Ajang pertemuan yang diikuti 240 mahasiswa dari tujuh Perguruan Tinggi Keagamaan Buddha (PTKB) Negeri dan Swasta di Indonesia ini digelar selama lima hari, mulai 30 Mei sampai 3 Juni 2022. Mahanitiloka Dhamma merupakan ajang perlombaan bagi mahasiswa Buddha untuk menunjukkan kemampuan, kreatifitas, dan inovasi di bidang akademis.

"Saya ingin menyegarkan ingatan kita bersama khususnya memori kolektif dari para mahasiswa Buddhis tentang siapa kita. Saya ingin kita berangkat dari kita sendiri sebagai mahasiswa. Jadi pandangan saya dan tentu pandangan banyak orang, mahasiswa itu hakikatnya pewaris sah Indonesia," kata LHS yang baru-baru ini dianugerahi gelar doktor kehormatan, Dr. (H.C.) dari Universitas Islam Negeri (UIN) Syarif Hidayatullah Jakarta.

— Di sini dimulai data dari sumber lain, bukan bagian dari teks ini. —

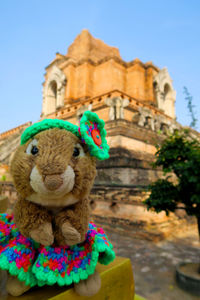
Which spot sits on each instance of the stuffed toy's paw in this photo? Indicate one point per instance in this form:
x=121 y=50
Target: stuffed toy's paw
x=70 y=234
x=43 y=234
x=90 y=286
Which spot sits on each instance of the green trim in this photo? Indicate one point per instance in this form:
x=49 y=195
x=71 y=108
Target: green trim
x=51 y=277
x=36 y=276
x=101 y=154
x=48 y=124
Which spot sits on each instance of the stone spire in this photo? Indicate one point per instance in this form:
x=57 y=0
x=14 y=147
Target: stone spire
x=85 y=46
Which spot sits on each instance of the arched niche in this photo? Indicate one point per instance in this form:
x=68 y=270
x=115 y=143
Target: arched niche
x=164 y=92
x=54 y=91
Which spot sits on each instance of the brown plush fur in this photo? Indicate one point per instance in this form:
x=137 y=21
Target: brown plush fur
x=68 y=223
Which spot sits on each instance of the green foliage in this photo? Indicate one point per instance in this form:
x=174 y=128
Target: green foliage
x=180 y=154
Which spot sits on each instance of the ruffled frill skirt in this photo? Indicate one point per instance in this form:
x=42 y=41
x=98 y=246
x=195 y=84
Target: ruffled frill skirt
x=36 y=264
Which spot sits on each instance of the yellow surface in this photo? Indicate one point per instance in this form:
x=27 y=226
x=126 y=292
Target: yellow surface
x=117 y=283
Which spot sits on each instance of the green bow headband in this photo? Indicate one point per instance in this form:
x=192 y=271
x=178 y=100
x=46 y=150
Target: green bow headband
x=91 y=132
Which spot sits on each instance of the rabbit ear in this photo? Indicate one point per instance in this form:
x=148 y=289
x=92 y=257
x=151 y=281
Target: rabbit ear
x=93 y=134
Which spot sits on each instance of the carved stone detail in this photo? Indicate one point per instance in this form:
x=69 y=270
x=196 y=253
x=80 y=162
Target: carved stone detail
x=145 y=118
x=54 y=91
x=81 y=111
x=117 y=105
x=165 y=93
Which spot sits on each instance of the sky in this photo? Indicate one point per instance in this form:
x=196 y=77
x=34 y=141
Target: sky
x=31 y=32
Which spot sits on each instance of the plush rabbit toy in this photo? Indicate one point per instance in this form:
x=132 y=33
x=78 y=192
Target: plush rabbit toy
x=49 y=238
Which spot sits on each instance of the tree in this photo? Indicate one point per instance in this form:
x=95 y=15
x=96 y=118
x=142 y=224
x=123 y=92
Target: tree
x=180 y=154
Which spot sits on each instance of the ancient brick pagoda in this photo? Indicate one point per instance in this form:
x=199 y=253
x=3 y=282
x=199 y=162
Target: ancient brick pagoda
x=136 y=101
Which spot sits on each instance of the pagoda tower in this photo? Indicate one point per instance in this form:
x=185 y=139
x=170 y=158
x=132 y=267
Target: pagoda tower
x=137 y=102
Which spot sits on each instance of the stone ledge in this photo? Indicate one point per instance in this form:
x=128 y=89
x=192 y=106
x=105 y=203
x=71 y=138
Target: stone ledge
x=117 y=283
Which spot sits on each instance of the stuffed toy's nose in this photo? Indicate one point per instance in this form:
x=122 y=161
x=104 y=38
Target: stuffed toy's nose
x=53 y=182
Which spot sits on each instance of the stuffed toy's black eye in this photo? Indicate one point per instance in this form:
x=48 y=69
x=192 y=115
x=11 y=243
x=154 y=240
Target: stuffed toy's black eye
x=76 y=152
x=34 y=150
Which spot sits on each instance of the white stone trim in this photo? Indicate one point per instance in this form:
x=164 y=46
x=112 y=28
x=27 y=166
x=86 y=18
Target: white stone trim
x=50 y=104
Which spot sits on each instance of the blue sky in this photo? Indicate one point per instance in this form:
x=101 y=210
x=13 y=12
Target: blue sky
x=31 y=32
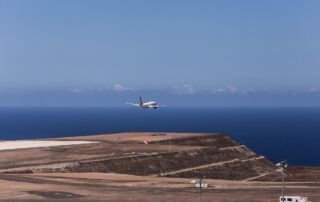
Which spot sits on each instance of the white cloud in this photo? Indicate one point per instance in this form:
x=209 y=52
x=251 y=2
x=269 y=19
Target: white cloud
x=120 y=88
x=232 y=89
x=77 y=90
x=229 y=89
x=313 y=90
x=185 y=89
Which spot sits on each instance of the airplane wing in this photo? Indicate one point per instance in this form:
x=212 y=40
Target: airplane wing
x=134 y=104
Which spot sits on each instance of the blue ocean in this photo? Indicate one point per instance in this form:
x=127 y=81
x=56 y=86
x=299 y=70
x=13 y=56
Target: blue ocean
x=291 y=134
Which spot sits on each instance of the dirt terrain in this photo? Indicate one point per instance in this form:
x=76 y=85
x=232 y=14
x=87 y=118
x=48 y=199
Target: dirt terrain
x=148 y=167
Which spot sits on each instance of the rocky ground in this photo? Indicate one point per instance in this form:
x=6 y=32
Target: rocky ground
x=148 y=167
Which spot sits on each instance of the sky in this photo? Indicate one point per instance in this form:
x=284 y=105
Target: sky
x=182 y=52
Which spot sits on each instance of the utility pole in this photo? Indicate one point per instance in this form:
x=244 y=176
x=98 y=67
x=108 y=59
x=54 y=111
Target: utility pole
x=283 y=165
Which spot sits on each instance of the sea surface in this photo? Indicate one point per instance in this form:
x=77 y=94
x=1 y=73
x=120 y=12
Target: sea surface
x=291 y=134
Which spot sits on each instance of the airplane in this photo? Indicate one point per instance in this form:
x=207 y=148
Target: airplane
x=146 y=105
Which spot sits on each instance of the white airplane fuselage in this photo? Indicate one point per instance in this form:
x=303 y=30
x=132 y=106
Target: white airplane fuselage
x=149 y=105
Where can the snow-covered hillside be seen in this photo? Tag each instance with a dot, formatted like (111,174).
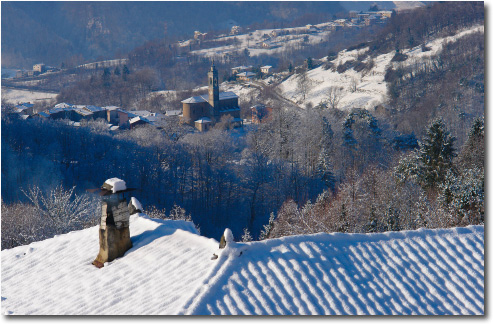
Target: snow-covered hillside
(16,96)
(169,271)
(370,86)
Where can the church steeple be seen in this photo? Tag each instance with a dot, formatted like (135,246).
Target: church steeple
(214,90)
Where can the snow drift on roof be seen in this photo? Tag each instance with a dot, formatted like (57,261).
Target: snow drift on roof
(205,97)
(116,184)
(169,271)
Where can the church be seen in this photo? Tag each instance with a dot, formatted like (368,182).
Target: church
(204,111)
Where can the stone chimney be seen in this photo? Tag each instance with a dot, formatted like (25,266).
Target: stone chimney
(114,231)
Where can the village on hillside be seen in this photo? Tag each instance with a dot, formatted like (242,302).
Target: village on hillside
(243,158)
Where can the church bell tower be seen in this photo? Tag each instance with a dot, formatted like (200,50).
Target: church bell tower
(214,92)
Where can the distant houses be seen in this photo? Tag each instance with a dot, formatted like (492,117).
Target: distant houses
(261,114)
(266,69)
(246,76)
(116,117)
(37,69)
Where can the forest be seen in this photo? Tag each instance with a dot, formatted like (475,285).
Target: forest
(416,161)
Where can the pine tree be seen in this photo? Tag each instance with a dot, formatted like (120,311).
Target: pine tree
(264,234)
(247,237)
(324,165)
(125,72)
(309,63)
(106,77)
(436,154)
(344,224)
(325,169)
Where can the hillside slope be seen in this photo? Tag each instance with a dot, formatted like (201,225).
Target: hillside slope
(360,89)
(52,32)
(169,271)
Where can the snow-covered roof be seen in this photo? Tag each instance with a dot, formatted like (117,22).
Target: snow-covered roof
(169,271)
(93,108)
(63,105)
(203,120)
(83,112)
(142,113)
(44,114)
(116,184)
(137,118)
(110,108)
(205,97)
(246,74)
(173,112)
(195,99)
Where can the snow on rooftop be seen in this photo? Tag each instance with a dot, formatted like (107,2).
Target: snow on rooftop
(203,120)
(205,97)
(116,184)
(169,271)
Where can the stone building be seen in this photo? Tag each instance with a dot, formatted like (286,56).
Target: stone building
(212,106)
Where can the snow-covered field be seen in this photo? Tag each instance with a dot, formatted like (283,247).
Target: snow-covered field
(371,88)
(17,96)
(169,271)
(254,41)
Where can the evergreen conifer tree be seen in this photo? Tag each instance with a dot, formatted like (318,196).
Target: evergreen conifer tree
(436,154)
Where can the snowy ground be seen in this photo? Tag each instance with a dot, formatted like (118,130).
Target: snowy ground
(253,41)
(371,88)
(169,271)
(17,96)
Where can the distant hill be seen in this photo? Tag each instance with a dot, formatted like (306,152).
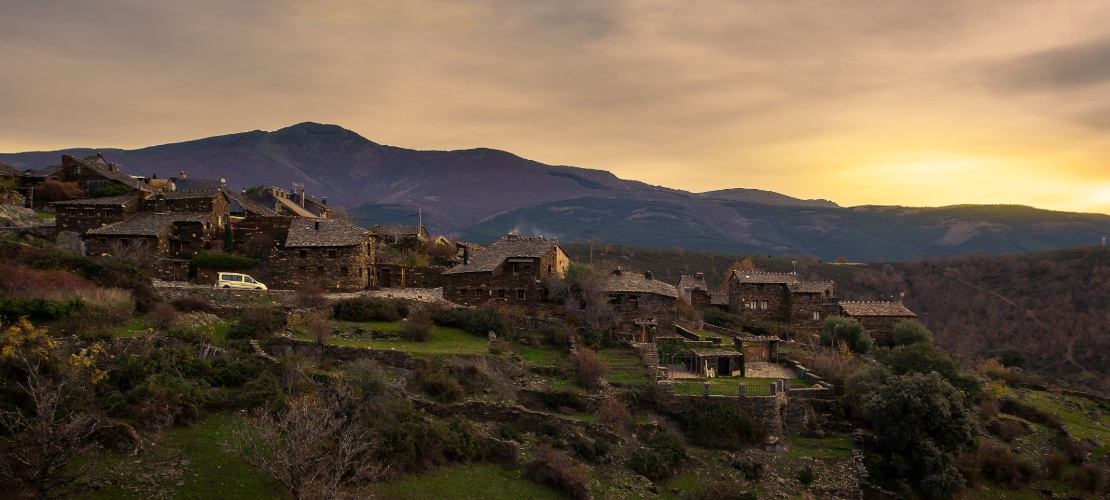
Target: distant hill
(480,195)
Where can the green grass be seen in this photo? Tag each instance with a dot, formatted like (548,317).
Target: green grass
(830,447)
(472,481)
(625,368)
(443,341)
(203,468)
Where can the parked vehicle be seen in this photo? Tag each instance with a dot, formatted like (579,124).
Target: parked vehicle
(236,280)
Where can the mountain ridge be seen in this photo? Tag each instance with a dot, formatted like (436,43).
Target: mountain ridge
(480,193)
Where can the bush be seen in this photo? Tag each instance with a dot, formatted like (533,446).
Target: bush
(998,463)
(720,425)
(658,460)
(193,303)
(162,316)
(223,262)
(260,322)
(589,368)
(310,297)
(437,382)
(38,309)
(362,309)
(554,468)
(838,329)
(417,327)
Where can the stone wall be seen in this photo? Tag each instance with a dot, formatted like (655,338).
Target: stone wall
(330,268)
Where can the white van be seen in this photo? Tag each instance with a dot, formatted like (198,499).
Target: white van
(236,280)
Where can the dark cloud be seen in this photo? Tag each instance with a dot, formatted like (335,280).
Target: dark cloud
(1061,69)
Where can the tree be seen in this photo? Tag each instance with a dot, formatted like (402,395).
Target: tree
(910,331)
(838,329)
(312,447)
(56,425)
(922,427)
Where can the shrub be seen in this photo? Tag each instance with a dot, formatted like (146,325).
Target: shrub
(162,316)
(720,425)
(589,368)
(320,330)
(554,468)
(362,309)
(998,463)
(658,460)
(417,327)
(193,303)
(437,382)
(614,413)
(260,322)
(310,297)
(223,262)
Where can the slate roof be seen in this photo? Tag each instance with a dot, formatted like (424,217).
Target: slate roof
(810,287)
(103,170)
(197,185)
(399,230)
(106,201)
(209,193)
(752,277)
(149,223)
(493,256)
(876,308)
(693,282)
(303,232)
(634,282)
(8,170)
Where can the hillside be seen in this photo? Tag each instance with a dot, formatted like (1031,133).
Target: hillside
(480,195)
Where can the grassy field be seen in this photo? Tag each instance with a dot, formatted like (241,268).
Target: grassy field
(190,462)
(470,481)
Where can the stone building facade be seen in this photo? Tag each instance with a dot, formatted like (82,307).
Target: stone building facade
(513,270)
(642,301)
(86,215)
(333,255)
(877,317)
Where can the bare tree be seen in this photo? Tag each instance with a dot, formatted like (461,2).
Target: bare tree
(312,448)
(42,441)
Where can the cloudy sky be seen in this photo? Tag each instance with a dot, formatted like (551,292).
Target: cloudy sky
(861,102)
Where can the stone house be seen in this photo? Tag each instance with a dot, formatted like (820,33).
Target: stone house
(643,302)
(877,317)
(513,270)
(170,239)
(781,298)
(333,255)
(88,213)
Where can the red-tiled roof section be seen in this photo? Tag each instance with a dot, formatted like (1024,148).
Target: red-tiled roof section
(876,308)
(811,287)
(633,282)
(750,277)
(493,256)
(311,232)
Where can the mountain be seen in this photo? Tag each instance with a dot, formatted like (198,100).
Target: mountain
(480,195)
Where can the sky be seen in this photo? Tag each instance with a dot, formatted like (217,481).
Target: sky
(861,102)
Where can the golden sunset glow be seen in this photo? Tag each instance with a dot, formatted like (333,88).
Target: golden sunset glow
(861,102)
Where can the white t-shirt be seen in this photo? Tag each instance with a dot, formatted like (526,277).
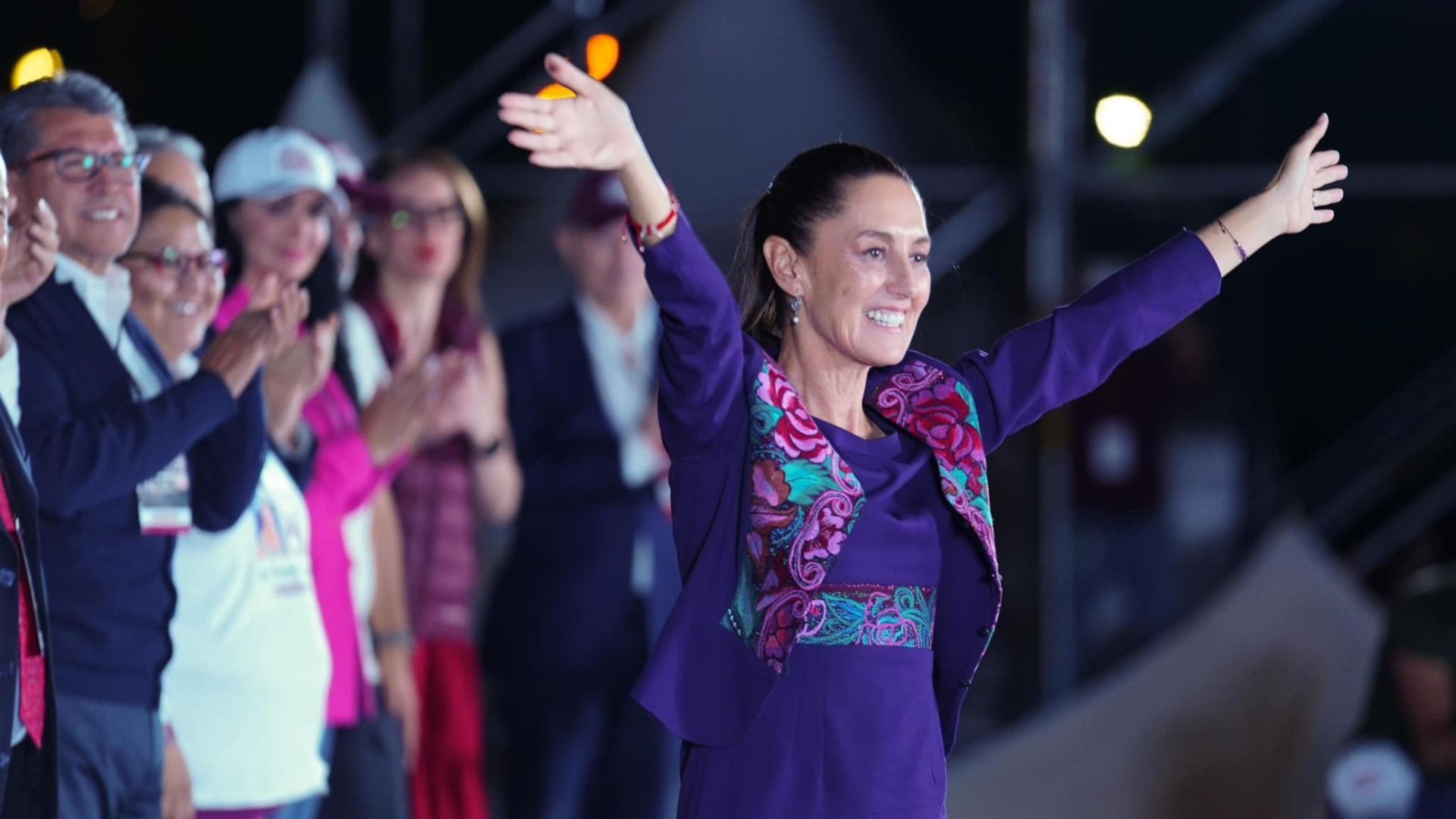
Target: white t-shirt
(248,684)
(370,371)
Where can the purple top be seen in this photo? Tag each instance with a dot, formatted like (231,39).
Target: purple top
(702,681)
(903,510)
(849,730)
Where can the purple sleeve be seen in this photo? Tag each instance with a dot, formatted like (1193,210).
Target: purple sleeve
(1068,354)
(701,356)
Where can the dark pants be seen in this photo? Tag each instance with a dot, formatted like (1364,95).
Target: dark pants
(28,790)
(582,749)
(367,773)
(109,760)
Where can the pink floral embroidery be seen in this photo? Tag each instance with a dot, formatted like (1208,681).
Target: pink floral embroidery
(938,410)
(804,499)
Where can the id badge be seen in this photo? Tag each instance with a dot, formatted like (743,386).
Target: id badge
(162,500)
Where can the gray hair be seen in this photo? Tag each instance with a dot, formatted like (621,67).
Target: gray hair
(72,89)
(159,139)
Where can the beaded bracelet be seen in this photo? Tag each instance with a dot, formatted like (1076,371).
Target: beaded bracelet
(644,231)
(1244,257)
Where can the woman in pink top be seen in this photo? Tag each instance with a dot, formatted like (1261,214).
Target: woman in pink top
(274,218)
(422,293)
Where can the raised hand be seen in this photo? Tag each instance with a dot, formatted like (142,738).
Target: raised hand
(1301,187)
(592,130)
(1299,196)
(33,254)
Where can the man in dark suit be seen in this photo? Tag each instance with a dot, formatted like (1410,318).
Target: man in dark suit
(123,455)
(593,570)
(28,767)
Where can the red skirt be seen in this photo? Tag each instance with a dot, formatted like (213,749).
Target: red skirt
(449,780)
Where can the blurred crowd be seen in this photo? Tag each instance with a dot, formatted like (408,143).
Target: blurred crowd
(254,422)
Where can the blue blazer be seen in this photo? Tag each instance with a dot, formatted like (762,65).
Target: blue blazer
(91,444)
(564,601)
(17,474)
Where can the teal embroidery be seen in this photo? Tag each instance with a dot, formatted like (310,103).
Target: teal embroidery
(871,615)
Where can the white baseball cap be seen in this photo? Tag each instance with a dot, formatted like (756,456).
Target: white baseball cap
(273,164)
(1372,780)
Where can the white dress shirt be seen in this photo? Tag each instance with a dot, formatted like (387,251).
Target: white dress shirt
(108,297)
(623,366)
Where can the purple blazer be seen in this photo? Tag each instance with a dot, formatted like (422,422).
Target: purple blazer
(708,678)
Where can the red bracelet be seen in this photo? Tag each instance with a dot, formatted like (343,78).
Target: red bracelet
(644,231)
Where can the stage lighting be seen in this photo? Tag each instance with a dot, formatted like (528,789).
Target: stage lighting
(36,64)
(1123,120)
(603,53)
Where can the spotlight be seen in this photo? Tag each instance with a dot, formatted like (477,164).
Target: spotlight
(38,64)
(1123,120)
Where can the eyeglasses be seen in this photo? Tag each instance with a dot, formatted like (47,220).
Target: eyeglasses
(175,262)
(422,219)
(76,165)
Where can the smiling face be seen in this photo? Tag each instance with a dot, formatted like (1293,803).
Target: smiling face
(424,237)
(174,299)
(865,276)
(98,218)
(286,237)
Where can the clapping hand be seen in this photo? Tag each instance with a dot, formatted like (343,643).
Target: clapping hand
(1301,188)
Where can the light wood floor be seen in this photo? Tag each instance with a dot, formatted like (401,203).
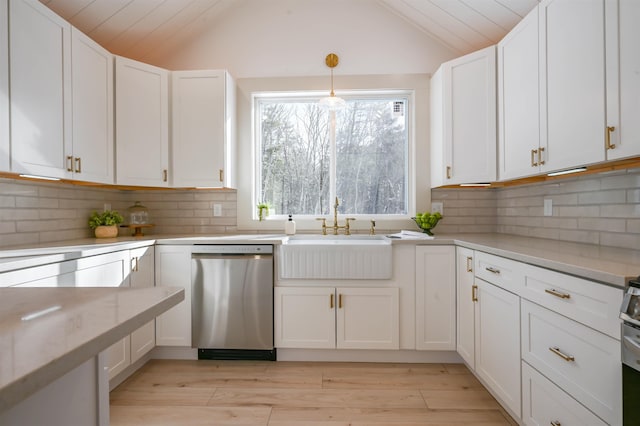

"Dari sekian banyak penduduk Indonesia, mahasiswa adalah sekelompok yang terdidik dan memiliki basis ilmu pengetahuan karena telah menjalani proses pendidikan secara formal," sambung LHS, Kamis (2/6/2022).

Karenanya, LHS pun ingin mengajak mahasiswa untuk mengenali hakikat Indonesia sebagai rumah sendiri. Sebagai pewaris Indonesia, mahasiwa harus menemukenali apa yang menjadi ciri Indonesia, yakni kemajemukan dan keberagaman di hampir semua aspek kehidupan termasuk agama.

"Ini mesti kita syukuri dengan menjaga dan merawatnya. Indonesia juga dikenal dunia sebagai bangsa yang sangat agamis dan tidak ada satu pun yang tidak terkait dengan nilai-nilai agama. Jadi heterogenitas dan religiusitas sangat kuat di Indonesia," kata LHS.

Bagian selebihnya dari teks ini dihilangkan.